800.000 Euro für die Kreisklinik aufgetrieben

19.07.2021 - Von: Hans Pühn

Roth - Wie wichtig eine Klinik ist, bei der ein Rädchen ins andere greift und wie entscheidend es sein kann, wenn sich Pflege- und Ärztepersonal buchstäblich bis zur Erschöpfung für die Patienten einsetzen, haben die vergangenen Monate zur Genüge bewiesen. Die Pandemie als zusätzliche Herausforderung für Ärzteschaft, Schwestern und Pfleger hat aber auch gezeigt, wie wohltuend es für das Krankenhauspersonal sein kann, wenn auch Menschen außerhalb des Klinikbetriebs dessen Einsatzbereitschaft anerkennen.

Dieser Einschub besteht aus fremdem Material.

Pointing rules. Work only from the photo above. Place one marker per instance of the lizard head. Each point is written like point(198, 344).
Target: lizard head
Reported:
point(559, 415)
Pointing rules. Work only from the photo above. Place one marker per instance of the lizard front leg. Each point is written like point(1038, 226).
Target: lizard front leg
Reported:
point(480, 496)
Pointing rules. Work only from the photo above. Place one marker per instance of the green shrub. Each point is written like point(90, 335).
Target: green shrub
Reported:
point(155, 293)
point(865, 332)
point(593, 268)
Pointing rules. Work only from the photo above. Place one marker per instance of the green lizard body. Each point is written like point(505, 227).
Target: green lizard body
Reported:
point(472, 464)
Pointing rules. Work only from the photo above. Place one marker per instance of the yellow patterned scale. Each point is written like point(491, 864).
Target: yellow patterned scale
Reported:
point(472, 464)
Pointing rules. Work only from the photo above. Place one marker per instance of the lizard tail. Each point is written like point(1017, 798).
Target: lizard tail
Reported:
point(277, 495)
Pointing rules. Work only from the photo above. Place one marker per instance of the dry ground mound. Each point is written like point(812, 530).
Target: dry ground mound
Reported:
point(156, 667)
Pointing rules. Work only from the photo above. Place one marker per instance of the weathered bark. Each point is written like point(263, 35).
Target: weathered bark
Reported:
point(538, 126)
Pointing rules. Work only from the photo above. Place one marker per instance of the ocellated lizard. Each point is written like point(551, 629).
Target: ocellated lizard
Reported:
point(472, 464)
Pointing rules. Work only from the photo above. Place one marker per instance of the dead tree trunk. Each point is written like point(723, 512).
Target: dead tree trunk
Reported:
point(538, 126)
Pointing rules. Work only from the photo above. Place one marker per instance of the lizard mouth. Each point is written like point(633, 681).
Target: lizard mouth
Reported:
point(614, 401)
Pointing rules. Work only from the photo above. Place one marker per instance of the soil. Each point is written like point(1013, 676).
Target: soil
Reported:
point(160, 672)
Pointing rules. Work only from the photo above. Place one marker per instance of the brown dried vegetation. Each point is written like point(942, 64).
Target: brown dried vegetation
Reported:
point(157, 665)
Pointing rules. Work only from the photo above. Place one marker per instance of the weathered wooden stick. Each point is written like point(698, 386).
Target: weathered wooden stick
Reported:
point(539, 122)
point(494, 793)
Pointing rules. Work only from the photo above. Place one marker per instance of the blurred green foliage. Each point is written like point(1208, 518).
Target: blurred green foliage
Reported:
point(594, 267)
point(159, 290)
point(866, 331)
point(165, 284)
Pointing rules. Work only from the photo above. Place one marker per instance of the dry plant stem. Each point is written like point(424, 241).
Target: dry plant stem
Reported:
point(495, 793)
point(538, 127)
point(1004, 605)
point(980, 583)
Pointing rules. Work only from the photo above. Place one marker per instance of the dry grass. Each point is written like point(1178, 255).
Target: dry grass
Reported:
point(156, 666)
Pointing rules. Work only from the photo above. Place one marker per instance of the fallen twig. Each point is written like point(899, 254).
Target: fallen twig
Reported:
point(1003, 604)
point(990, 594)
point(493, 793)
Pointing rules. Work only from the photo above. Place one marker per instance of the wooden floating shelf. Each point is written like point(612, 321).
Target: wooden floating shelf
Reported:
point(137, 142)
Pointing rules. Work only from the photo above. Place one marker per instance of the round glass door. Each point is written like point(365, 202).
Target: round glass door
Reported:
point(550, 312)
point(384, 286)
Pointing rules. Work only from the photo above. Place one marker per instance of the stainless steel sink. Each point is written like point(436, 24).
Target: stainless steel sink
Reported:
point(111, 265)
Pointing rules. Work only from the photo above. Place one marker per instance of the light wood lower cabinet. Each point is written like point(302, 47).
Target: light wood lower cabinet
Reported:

Im Landkreis Roth ist diese Form der Unterstützung nicht erst seit der Pandemie ein Thema. Bereits vor 25 Jahren hatte man erkannt, dass eine unkonventionelle Förderung des Gesundheitswesens sowie die Empathie für Menschen, die sich tagtäglich in vielfältiger Weise für kranke Menschen engagieren, sehr hilfreich sein können. Eine Handvoll Männer und Frauen gründeten damals einen Förderkreis. Neben der Unterstützung für das Pflegepersonal hatte man sich vorgenommen, im Rahmen der finanziellen Möglichkeiten auch zur technischen Ausstattung in den Krankenhäusern beizutragen. Zudem wollte man den Patienten als Ansprechpartner zur Seite stehen.

Gegründet in Zeiten des großen Umbruchs

Inzwischen ist ein Vierteljahrhundert ins Land gezogen und die Ideen der Förderkreis-Gründer sind auf fruchtbaren Boden gefallen. Die Zahl der Mitglieder wuchs im Laufe der Jahre auf rund 1000 Männer und Frauen an. Darüber hinaus war die Bereitschaft, mit einer Spende die Arbeit des Förderkreises zu unterstützten, von Anfang an groß. Beiträge und Spenden summierten sich in den vergangenen 25 Jahren auf die stolze Summe von 800.000 Euro. Damit konnte viel Gutes für Klinik, Personal und kranke Menschen getan werden.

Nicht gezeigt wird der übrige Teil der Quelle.